Eliminator - tries : 1 time : 0.00
Lin. dep. - tries : 1 time : 0.00
Lin. dep. - primal attempts : 1 successes : 1
Lin. dep. - dual attempts : 0 successes : 0
Lin. dep. - primal deps. : 0 dual deps. : 0
Presolve terminated. Time: 0.00
Optimizer - threads : 8
Optimizer - solved problem : the primal
Optimizer - Constraints : 5424
Optimizer - Cones : 0
Optimizer - Scalar variables : 0 conic : 0
Optimizer - Semi-definite variables: 37 scalarized : 191556
Factor - setup time : 1.63
Factor - dense det. time : 0.00 GP order time : 0.00
Factor - nonzeros before factor : 1.47e+07 after factor : 1.47e+07
Factor - dense dim. : 0 flops : 9.02e+11
ITE PFEAS DFEAS GFEAS PRSTATUS POBJ DOBJ MU TIME
0 5.9e+00 1.0e+00 1.0e+00 0.00e+00 0.000000000e+00 0.000000000e+00 1.0e+00 3.33
1 2.3e-01 4.0e-02 1.1e-01 -9.39e-01 0.000000000e+00 7.579916161e+00 4.0e-02 15.32
2 2.1e-04 3.5e-05 1.3e-06 9.52e-01 0.000000000e+00 9.472120673e-04 3.5e-05 27.54
3 1.2e-14 8.0e-19 1.8e-26 1.00e+00 0.000000000e+00 3.575075856e-16 8.0e-19 39.53
Optimizer terminated.
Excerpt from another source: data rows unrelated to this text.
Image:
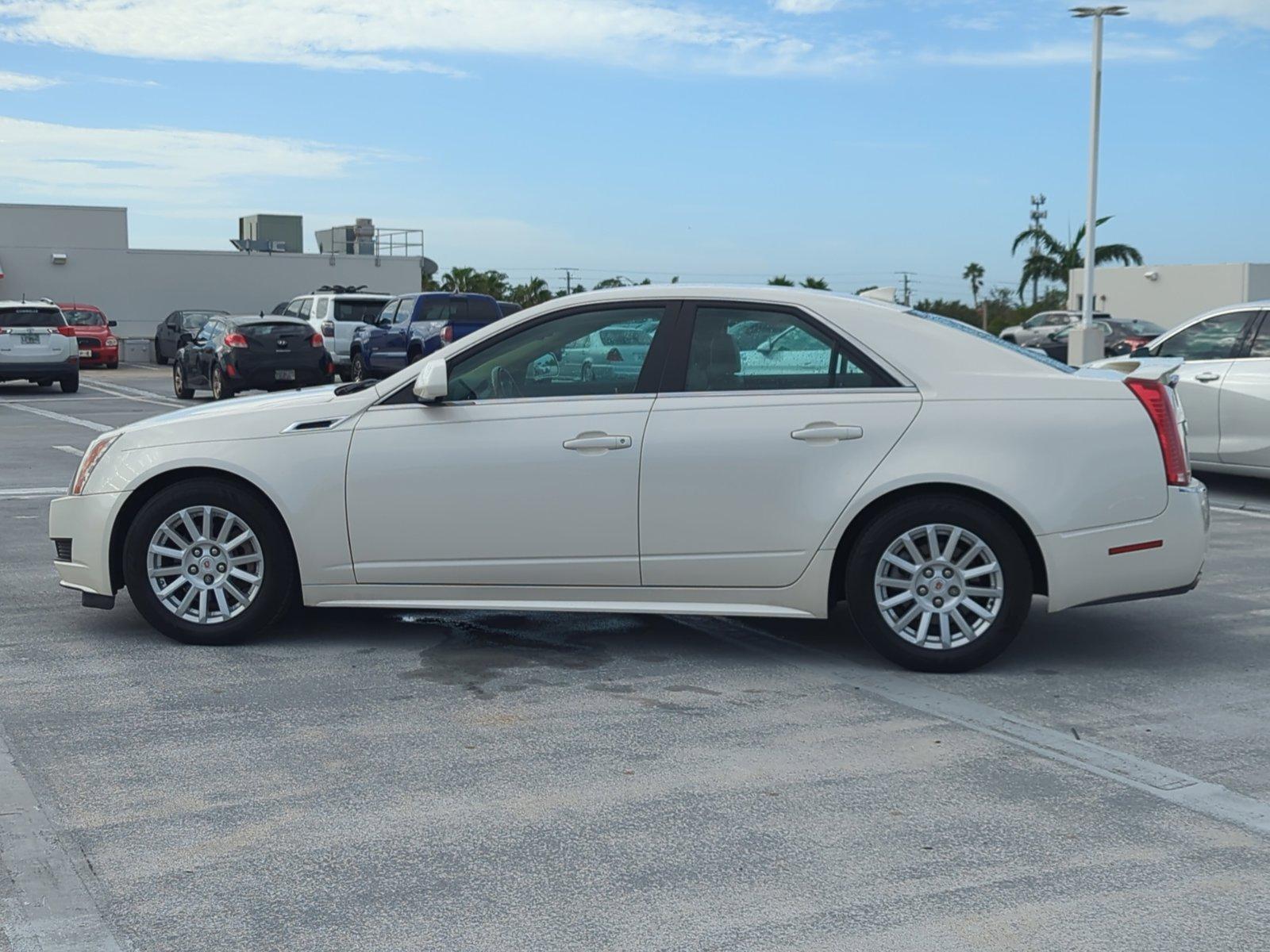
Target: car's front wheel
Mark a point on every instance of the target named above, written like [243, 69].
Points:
[939, 583]
[209, 562]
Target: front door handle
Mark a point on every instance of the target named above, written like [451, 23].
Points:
[827, 433]
[595, 442]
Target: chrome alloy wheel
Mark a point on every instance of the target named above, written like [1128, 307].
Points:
[939, 587]
[205, 564]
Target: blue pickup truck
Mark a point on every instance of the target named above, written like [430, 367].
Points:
[412, 327]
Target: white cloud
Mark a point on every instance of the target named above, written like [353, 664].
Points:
[402, 35]
[1240, 13]
[23, 82]
[1049, 55]
[804, 6]
[171, 165]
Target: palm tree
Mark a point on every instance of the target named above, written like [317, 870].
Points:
[975, 274]
[1053, 260]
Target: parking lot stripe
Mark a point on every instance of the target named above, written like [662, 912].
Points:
[914, 692]
[64, 418]
[51, 908]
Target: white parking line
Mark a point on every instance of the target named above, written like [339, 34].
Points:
[912, 692]
[33, 493]
[64, 418]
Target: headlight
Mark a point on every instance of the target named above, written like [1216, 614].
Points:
[94, 454]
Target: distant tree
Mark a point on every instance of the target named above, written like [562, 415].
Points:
[975, 274]
[1053, 260]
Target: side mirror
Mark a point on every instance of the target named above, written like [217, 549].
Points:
[432, 384]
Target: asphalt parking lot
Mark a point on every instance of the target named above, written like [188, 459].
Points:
[484, 781]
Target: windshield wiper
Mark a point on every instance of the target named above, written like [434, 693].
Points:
[357, 385]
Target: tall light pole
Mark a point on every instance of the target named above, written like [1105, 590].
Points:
[1085, 343]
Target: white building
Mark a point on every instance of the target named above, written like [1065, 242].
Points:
[76, 253]
[1172, 294]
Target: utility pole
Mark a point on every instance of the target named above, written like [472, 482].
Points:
[906, 276]
[1037, 216]
[1085, 343]
[568, 278]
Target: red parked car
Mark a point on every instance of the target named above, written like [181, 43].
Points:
[98, 346]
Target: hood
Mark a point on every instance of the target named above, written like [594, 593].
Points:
[244, 418]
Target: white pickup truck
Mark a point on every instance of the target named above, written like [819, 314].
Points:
[37, 344]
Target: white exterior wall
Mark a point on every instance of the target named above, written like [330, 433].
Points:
[1178, 294]
[140, 287]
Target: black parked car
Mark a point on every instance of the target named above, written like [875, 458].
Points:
[230, 355]
[171, 328]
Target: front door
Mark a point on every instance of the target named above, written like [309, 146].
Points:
[1245, 404]
[518, 478]
[1210, 348]
[778, 424]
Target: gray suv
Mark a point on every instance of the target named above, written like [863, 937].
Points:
[336, 313]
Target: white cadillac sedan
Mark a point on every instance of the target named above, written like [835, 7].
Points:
[926, 474]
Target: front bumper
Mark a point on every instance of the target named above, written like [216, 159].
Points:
[87, 522]
[1083, 570]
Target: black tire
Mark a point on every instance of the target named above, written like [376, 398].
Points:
[969, 516]
[178, 382]
[359, 367]
[277, 589]
[221, 389]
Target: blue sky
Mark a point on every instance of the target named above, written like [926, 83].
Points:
[714, 141]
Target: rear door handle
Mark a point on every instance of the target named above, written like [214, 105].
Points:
[827, 433]
[597, 443]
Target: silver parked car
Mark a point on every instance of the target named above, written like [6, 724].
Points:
[1038, 328]
[1225, 386]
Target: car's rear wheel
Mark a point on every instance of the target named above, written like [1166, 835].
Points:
[178, 382]
[221, 389]
[359, 367]
[939, 583]
[209, 562]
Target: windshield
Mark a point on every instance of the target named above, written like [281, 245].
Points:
[1030, 353]
[31, 317]
[360, 311]
[84, 319]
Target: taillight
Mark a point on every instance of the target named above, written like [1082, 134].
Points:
[1157, 399]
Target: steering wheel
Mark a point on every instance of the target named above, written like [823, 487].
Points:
[503, 384]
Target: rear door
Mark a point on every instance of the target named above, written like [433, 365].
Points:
[1245, 401]
[746, 467]
[1208, 348]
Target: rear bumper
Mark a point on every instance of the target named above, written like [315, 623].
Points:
[87, 522]
[42, 370]
[1083, 570]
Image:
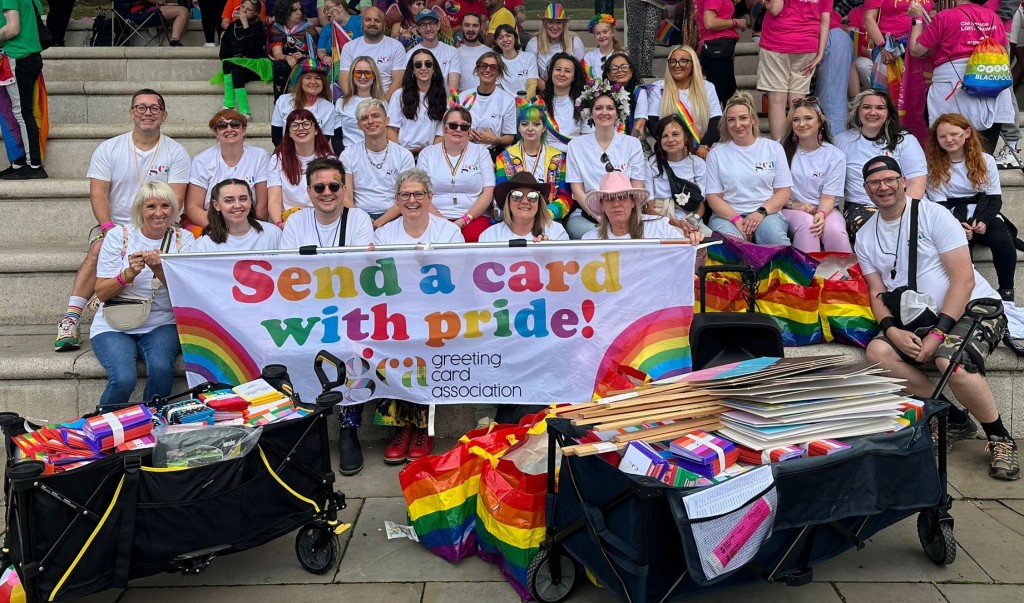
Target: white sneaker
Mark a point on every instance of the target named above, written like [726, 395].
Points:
[1008, 160]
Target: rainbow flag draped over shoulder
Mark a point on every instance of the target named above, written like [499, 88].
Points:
[339, 38]
[691, 127]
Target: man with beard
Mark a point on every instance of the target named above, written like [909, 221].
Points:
[388, 53]
[470, 49]
[945, 274]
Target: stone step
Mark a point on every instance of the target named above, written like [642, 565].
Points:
[187, 101]
[70, 146]
[80, 32]
[41, 384]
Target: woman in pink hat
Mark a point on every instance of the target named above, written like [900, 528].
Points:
[617, 205]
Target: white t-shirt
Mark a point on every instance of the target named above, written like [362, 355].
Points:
[291, 195]
[517, 71]
[881, 245]
[251, 241]
[473, 173]
[656, 91]
[501, 231]
[111, 264]
[495, 112]
[820, 172]
[467, 63]
[543, 59]
[692, 168]
[960, 186]
[373, 187]
[438, 230]
[209, 168]
[302, 228]
[653, 227]
[119, 162]
[350, 131]
[327, 116]
[416, 132]
[388, 53]
[583, 163]
[748, 176]
[564, 111]
[594, 61]
[859, 149]
[448, 58]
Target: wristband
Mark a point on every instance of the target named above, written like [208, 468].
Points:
[945, 324]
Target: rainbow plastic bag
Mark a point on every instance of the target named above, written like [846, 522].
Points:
[440, 490]
[510, 508]
[987, 71]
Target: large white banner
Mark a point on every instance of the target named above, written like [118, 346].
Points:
[532, 325]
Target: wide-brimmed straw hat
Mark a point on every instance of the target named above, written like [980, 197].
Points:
[521, 180]
[613, 183]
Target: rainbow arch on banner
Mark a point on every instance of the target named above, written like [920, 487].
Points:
[210, 351]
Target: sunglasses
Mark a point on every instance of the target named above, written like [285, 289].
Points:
[233, 124]
[320, 187]
[531, 197]
[807, 100]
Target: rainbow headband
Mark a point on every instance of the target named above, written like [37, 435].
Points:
[599, 18]
[554, 11]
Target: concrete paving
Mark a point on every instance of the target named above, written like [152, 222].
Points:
[989, 530]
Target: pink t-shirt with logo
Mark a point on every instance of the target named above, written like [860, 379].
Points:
[724, 9]
[993, 5]
[797, 28]
[955, 32]
[892, 14]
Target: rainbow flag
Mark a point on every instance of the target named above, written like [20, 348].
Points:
[684, 114]
[664, 35]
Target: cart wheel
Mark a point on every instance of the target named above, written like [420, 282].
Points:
[541, 583]
[316, 548]
[937, 539]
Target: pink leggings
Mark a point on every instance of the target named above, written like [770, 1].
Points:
[833, 239]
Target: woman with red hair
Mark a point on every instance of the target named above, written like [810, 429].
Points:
[965, 179]
[286, 183]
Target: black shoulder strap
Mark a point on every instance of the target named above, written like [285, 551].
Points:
[343, 226]
[912, 259]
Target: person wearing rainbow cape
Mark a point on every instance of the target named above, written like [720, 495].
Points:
[531, 154]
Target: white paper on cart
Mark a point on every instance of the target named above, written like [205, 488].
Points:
[732, 540]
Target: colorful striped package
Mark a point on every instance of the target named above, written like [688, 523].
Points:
[768, 456]
[510, 508]
[105, 431]
[440, 491]
[823, 447]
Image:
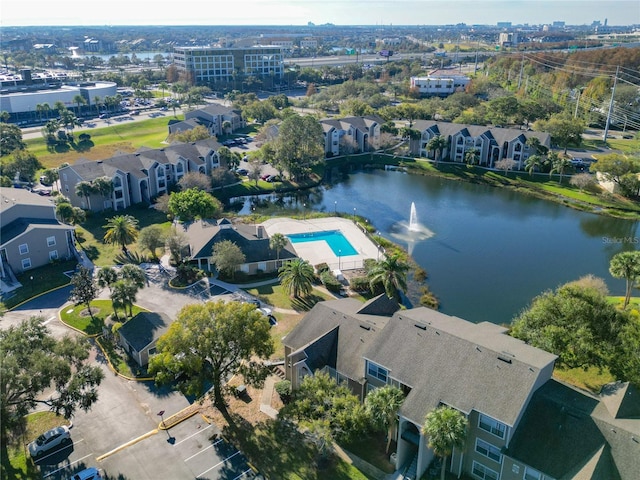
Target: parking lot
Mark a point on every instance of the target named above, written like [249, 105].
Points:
[120, 437]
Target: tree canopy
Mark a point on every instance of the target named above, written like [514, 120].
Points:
[576, 322]
[32, 362]
[297, 277]
[330, 411]
[299, 145]
[446, 429]
[121, 230]
[193, 204]
[207, 343]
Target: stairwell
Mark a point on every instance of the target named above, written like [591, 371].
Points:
[412, 471]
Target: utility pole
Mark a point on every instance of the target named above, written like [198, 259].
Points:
[613, 93]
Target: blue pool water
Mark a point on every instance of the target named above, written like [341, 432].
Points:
[334, 238]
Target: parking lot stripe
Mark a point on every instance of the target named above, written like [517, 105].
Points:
[243, 474]
[191, 436]
[203, 450]
[66, 466]
[125, 445]
[218, 464]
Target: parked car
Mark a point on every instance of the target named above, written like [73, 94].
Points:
[87, 474]
[50, 440]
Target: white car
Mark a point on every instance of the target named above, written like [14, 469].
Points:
[88, 474]
[50, 440]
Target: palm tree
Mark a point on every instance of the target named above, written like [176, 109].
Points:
[85, 189]
[437, 144]
[392, 274]
[121, 230]
[383, 404]
[472, 156]
[79, 100]
[534, 162]
[107, 276]
[559, 165]
[297, 277]
[277, 242]
[626, 265]
[446, 429]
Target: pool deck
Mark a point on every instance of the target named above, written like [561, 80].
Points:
[319, 252]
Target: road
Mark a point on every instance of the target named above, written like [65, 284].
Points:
[120, 433]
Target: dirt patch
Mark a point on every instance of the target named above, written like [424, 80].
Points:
[247, 406]
[85, 313]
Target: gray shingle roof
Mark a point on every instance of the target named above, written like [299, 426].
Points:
[557, 435]
[203, 235]
[467, 366]
[350, 332]
[18, 196]
[23, 225]
[500, 135]
[144, 328]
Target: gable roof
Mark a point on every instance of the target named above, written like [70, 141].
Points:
[204, 234]
[557, 434]
[144, 328]
[467, 366]
[21, 226]
[500, 135]
[343, 333]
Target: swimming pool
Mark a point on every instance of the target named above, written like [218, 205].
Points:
[339, 245]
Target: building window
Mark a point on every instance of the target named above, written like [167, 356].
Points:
[480, 471]
[488, 450]
[490, 425]
[531, 474]
[377, 371]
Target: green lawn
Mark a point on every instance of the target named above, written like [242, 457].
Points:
[280, 451]
[90, 235]
[125, 136]
[17, 463]
[45, 278]
[276, 296]
[79, 318]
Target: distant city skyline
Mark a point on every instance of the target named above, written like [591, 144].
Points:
[300, 12]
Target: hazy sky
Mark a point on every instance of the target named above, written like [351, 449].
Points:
[299, 12]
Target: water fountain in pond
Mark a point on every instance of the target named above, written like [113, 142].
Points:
[413, 219]
[411, 232]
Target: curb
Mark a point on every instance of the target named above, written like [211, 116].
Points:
[178, 417]
[112, 368]
[36, 296]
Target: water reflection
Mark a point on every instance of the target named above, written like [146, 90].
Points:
[493, 251]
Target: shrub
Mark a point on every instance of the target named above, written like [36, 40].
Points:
[359, 284]
[322, 267]
[330, 282]
[420, 275]
[283, 389]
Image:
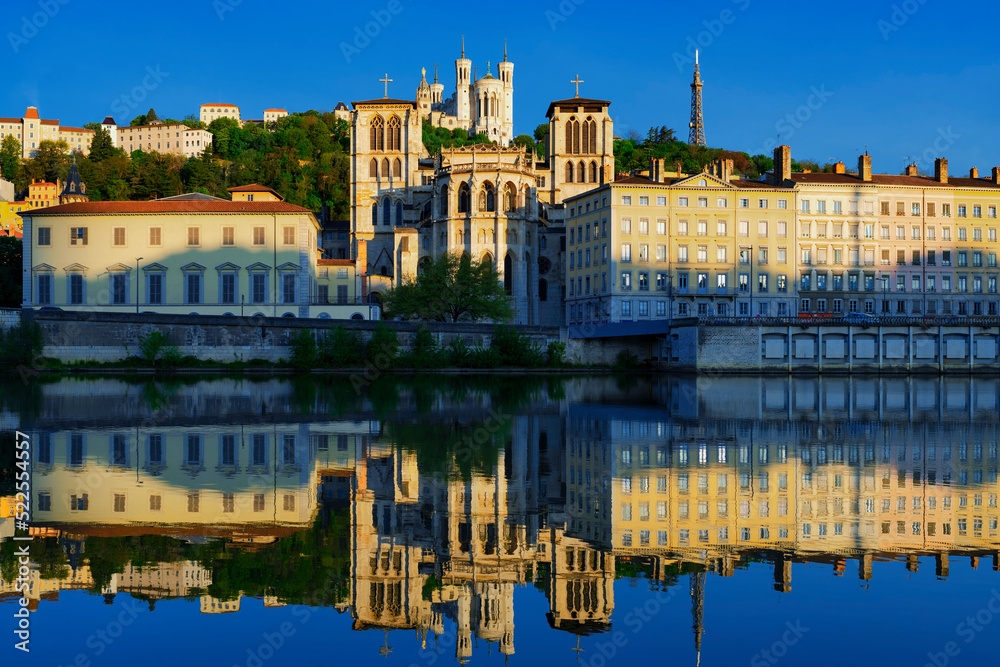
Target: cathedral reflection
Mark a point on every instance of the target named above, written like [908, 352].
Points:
[664, 480]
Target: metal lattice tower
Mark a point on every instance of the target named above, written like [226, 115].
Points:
[698, 609]
[696, 137]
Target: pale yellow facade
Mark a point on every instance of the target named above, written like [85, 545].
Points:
[210, 112]
[31, 130]
[179, 255]
[168, 139]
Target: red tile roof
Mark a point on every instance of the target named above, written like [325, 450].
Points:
[892, 179]
[576, 102]
[150, 207]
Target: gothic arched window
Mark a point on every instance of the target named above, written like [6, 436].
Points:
[377, 134]
[394, 134]
[464, 198]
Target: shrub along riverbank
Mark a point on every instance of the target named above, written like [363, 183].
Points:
[335, 350]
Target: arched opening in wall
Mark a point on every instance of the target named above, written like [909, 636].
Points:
[487, 198]
[510, 197]
[464, 198]
[394, 133]
[573, 136]
[377, 134]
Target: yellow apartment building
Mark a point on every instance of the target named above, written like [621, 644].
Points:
[210, 112]
[31, 130]
[168, 139]
[672, 244]
[186, 254]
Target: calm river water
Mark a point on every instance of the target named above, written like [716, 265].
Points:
[494, 520]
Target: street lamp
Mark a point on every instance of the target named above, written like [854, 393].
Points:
[137, 259]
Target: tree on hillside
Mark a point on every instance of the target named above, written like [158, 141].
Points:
[10, 272]
[49, 163]
[10, 157]
[452, 288]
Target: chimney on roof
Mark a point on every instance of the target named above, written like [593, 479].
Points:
[941, 170]
[865, 167]
[782, 164]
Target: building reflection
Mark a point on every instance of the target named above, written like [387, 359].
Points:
[661, 478]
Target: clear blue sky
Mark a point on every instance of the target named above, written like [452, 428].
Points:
[898, 77]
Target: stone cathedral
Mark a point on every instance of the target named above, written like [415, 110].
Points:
[492, 201]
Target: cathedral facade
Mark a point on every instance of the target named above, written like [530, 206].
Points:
[489, 201]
Time: 39.54
Interior-point solution summary
Problem status : PRIMAL_AND_DUAL_FEASIBLE
Solution status : OPTIMAL
Primal. obj: 0.0000000000e+00 nrm: 1e+01 Viol. con: 3e-13 barvar: 0e+00
Dual. obj: 3.5750758560e-16 nrm: 8e-18 Viol. con: 0e+00 barvar: 7e-18
Optimizer summary
Optimizer - time: 39.54
Interior-point - iterations : 3 time: 39.54
Simplex - iterations : 0 time: 0.00
Mixed integer - relaxations: 0 time: 0.00
So I am now rather confused what exactly did YALMIP did such that JuMP didn’t do that saves me these memory? It must be something that’s beyond dualization that’s making YALMIP much more memory efficient?